95022999-ce309800-067a-11eb-829c-c51ee281cbfe

tnm23 commented 4 years ago

Here's also some close-ups of my particular variation on installing the opto-switches. Again, sorry for the very poor lighting.

20201004_202939 20201004_203048

Ho-Ro commented 4 years ago

I can see that you use fairly thick wires - for years I have had the best results when using Teflon insulated wire-wrap wires. Cut them to the required length, dip the end into a drop of solder at the tip of the soldering iron for 5..10 seconds (increase the soldering temperature to about 350°C). The Teflon shrinks by about one millimeter at the end and the wire is tinned. This end can then easily be soldered directly onto the pins of (normal sized) ICs (e.g. like the FX2 processor of the Hantek), do not use too much solder. It helps to use e.g. a magnifying glass or (my solution) cheap reading glasses with 3 or 3.5 diopters, which you can find in the drugstore.

KickWilstra commented 4 years ago

Thanks for the fast response and tips. It helped me understanding the pcb. I followed the pe0 and pe1 tracks and came out at the pcb connector next to the usb connector. The resistors are connected to the interface tracks on the backside of the pcb. Do you think it's also possible to connect the bridge wires at that point? the only difference is tha c80 and C81 are connected to the resistors (see photo).

PE0 and PE1 connections

tnm23 commented 4 years ago

If you're going to solder that far towards the rear of the board, you might just as well solder directly onto those nice, big pads on the edge connector itself - the connector will probably be unusable after this mod anyway, since we're repurposing some of its data lines for something else.
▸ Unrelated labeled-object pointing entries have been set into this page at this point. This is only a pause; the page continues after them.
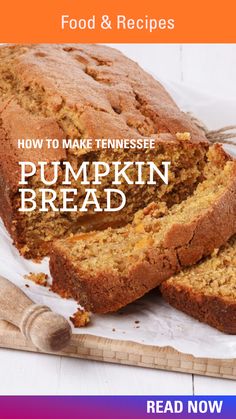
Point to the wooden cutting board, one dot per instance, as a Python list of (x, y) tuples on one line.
[(127, 353)]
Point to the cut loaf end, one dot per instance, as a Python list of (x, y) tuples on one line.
[(207, 291), (106, 270)]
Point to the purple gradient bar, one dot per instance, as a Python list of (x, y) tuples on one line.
[(117, 407)]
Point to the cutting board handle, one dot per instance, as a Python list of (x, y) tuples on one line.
[(48, 331)]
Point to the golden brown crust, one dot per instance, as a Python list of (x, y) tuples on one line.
[(183, 245), (213, 310), (88, 91)]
I'd be wary of making the bridge wires any longer than they need to be, however, because at the end of the day we're trying to build a scientific instrument and we want to pick up as little interference as possible. It's bad enough that these boards were clearly designed to have metal screening boxes around the input stages, but never had them installed (but the solder pads these boxes were presumably to be soldered to are very handy for soldering the opto-switch ground lines, at least)!

As for the thickness of the wire, thanks for the tips, but good old solid-core bell wire was all I had lying around, and I didn't have any very thin solder either - I'm rather old-school, I still mostly use strip-board and through-hole components wherever they wouldn't be too bulky. I find one can really quite often make a strip-board design very compact indeed if one takes the time to refine the layout through two or three iterations before building it, and it rather encourages one to think a problem through carefully to come up with a really elegant design with a minimum of components, too - but I digress. I suppose I could have ordered a reel of very fine rework wire, or whatever it's called, when I ordered the opto-switches, but I didn't want to buy a whole reel of specialist wire that I'd likely never use again for years - lavishing money on components for this scope rather defeats the purpose of buying such a budget scope in the first place!

I'd also be very wary of soldering wire with Teflon insulation - that stuff can give off some really toxic gases like carbonyl fluoride when you heat it above 326 Centigrade, and that's far too close to normal soldering temperatures for my comfort.

prokrypt commented 3 years ago

Gosh, I tried to follow the original instructions as much as possible, even drilling holes in the PCB ;) PXL_20210102_023158013_2 PXL_20210102_023145979 PXL_20210113_010008887

I also used the wrong resistors (120 ohm?) to drive the photoMOS. Oops. But it works!